Hoe beschrijf je een voorstelling als deze, uitgebracht onder de hoede van het Boslab, een initiatief om aankomend talent kans te geven? Onlangs deed theatermaakster en actrice Naomi Velissariou in een debat voor Radio Futura uit Frascati 4 een oproep voor een nieuwe taal om voorstellingen als deze te beschrijven. Het traditionele instrumentarium van de klassiek geschoolde recensent zou niet meer voldoen. Haar pleidooi is zeker interessant en belangwekkend. Wat Fleur van den Berg doet, sluit dicht aan bij de voorstelling MS Dos/Prometheus geketend door het jonge gezelschap Urland. Er is dezelfde, ogenschijnlijk losse en associatieve opbouw. Beeld en muziek overheersen de verhaallijn. En er is ook een vergelijkbare mate van ontoegankelijkheid. En daar wringt het juist. Hoe komt de toeschouwer dichter bij een voorstelling als deze? Dat huilen en klagen in het begin, dat is natuurlijk de pijn van de blues. Op een gegeven moment loopt een actrice tussen de toeschouwers door en vraagt aan acteur Martijn de Rijk (die ze bij zijn werkelijke voornaam noemt) of zijn geliefde zich in de zaal bevindt. En of ze kinderen willen. En heeft ze misschien glanzend zwart haar of juist blond? Aan het slot loopt een acteur over de rand van het podium als over een evenwichtsbalk. Hij houdt een mooi filosofisch betoog in het Engels over evenwicht, afstand. De passage zou uit een boek van Camus kunnen komen, maar dat wordt niet gezegd. De toeschouwer moet ernaar gissen. Waarom in het Engels? En wat heeft deze passage met de blues te maken? Waar ligt de sleutel tot deze voorstelling, die de toeschouwer zeer op afstand houdt? De spelers en muzikanten begeven zich tussen het publiek, gaan het podium weer op en zingen ter afsluiting een blueslied.

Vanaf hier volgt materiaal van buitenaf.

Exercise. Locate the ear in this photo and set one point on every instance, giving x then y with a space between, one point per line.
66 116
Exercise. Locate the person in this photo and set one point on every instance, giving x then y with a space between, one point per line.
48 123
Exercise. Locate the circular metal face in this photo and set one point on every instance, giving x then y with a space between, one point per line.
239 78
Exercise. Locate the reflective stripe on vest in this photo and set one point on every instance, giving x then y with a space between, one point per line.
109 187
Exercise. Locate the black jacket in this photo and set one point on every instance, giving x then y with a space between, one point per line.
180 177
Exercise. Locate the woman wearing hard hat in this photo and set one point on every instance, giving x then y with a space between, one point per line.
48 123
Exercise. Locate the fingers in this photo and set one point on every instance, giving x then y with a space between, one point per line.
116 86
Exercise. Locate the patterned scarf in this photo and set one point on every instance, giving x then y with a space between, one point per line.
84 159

Het blijft hoe dan ook raden naar de betekenis van deze voorstelling. Er is geen samenhang en de ene scène volgt niet logisch of dramaturgisch uit de andere. Dat hoeft in een nieuwe theatertaal van een nieuwe generatie theatermakers misschien niet, maar waartoe zijn er toeschouwers in de zaal die toch naar reden en samenhang zoeken? Het probleem is dat Bosblues ingekeerd is, afgesloten van het publiek. Het muzikale aandeel is aanvaardbaar maar niet overweldigend. En ook is het de vraag of de leer van het absurdisme, zoals geformuleerd door de existentialisten in de jaren zeventig, zich laat verbinden met de blues. Het nadeel is dat noch de blues noch het existentialisme de aandacht krijgt die de toeschouwer verwacht. Vormbesef en daardoor innerlijke noodzaak om de voorstelling zo te brengen als die gebracht wordt, ontbreken. En misschien hindert dat niet. Als dat waar is, dan heeft een nieuwe theatergeneratie een nieuwe stijl ontwikkeld. Maar de belangrijkste wet van het theater kan niet genegeerd worden: namelijk dat een voorstelling gespeeld wordt voor publiek. Bosblues negeert de toeschouwer, het lijkt een spel voor de spelers zelf. Theater heeft toch ook de plicht uitnodigend te zijn.